Bu çalışmalarda yer verilen sayısal veriler meta-analiz yoluyla bütünleştirilip matematiğe ilişkin tutum ve matematik başarısı arasındaki ilişkinin korelasyon temelli yapısını daha kesin ve detaylı bir sonuç olarak ortaya koymak amacı ile araştırmada cevaplanmak üzere şu sorular belirlenmiştir:

1) Matematiğe ilişkin tutum ile matematik başarısı arasındaki ilişki nedir?

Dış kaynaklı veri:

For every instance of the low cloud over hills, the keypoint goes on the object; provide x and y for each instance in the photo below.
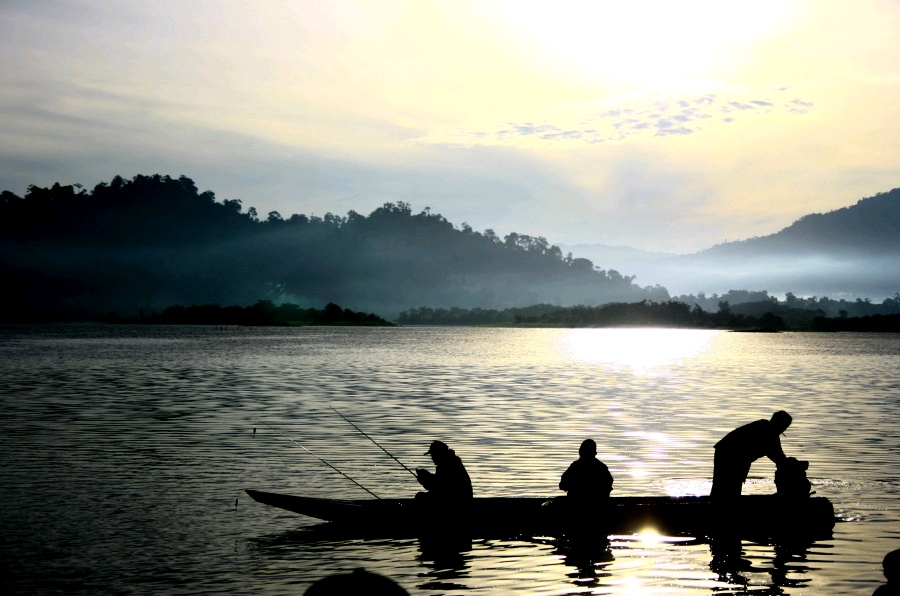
(853, 251)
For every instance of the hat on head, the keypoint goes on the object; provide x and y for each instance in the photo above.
(437, 447)
(782, 419)
(588, 448)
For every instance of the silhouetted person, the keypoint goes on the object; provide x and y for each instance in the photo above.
(891, 565)
(587, 478)
(450, 481)
(743, 446)
(359, 581)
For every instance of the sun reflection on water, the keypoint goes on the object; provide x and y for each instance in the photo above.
(639, 349)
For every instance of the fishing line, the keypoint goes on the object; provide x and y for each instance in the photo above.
(319, 458)
(374, 441)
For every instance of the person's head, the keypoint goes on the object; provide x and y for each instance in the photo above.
(891, 565)
(588, 448)
(781, 420)
(438, 450)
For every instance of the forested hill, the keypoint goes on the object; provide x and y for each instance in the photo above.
(867, 229)
(154, 241)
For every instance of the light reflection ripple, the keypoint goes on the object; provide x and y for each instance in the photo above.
(124, 450)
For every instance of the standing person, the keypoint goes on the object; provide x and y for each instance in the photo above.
(450, 482)
(743, 446)
(587, 478)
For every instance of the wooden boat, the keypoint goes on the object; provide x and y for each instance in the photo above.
(749, 516)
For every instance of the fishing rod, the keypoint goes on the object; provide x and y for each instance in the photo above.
(319, 458)
(374, 441)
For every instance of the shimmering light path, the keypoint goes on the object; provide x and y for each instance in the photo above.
(123, 451)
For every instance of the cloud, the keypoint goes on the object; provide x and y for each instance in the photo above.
(646, 115)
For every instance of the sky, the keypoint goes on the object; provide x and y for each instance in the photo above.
(666, 126)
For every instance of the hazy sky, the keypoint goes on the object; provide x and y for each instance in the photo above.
(660, 125)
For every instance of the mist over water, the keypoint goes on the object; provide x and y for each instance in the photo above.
(123, 451)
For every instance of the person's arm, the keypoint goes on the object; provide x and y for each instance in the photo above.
(425, 478)
(565, 483)
(775, 453)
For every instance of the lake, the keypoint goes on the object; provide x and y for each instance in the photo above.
(125, 452)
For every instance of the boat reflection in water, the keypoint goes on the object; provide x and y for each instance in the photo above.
(731, 564)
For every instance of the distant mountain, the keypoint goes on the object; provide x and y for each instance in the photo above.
(138, 246)
(870, 228)
(848, 252)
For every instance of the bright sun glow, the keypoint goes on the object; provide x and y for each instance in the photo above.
(644, 41)
(650, 537)
(639, 349)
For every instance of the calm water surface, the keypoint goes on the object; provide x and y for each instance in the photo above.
(125, 451)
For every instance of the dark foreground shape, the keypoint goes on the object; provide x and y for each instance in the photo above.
(750, 516)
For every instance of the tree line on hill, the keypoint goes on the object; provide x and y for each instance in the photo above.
(152, 241)
(263, 313)
(767, 315)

2) Matematiğe karşı tutum ile matematik başarısı arasındaki ilişki öğretim kademesine göre anlamlı bir farklılık göstermekte midir?

Yöntem

Bu bölüm; araştırma modeli, verilere ait toplanma süreci, dâhil edilme ölçütleri, kodlanma aşaması, analiz edilmesi ve yorumlanması gibi başlıkları içermektedir.

Araştırma modeli

Araştırma matematiğe ilişkin tutum ve matematik başarı arasındaki ilişkinin düzeyini belirlemek amacıyla meta-analiz yönteminin kullanıldığı alanyazın taraması modelinde bir çalışmadır. Glass (1976) tarafından birbirinden bağımsız ortaya konan araştırmaların bütünleştirilmesi ve yorumlanması amacıyla geliştirilmiş olan meta-analiz yöntemi, eğitim bilimleri, sosyal bilimler ve psikoloji gibi alanlarda yapılan araştırmalarda oldukça önemli bir yer tutmaktadır.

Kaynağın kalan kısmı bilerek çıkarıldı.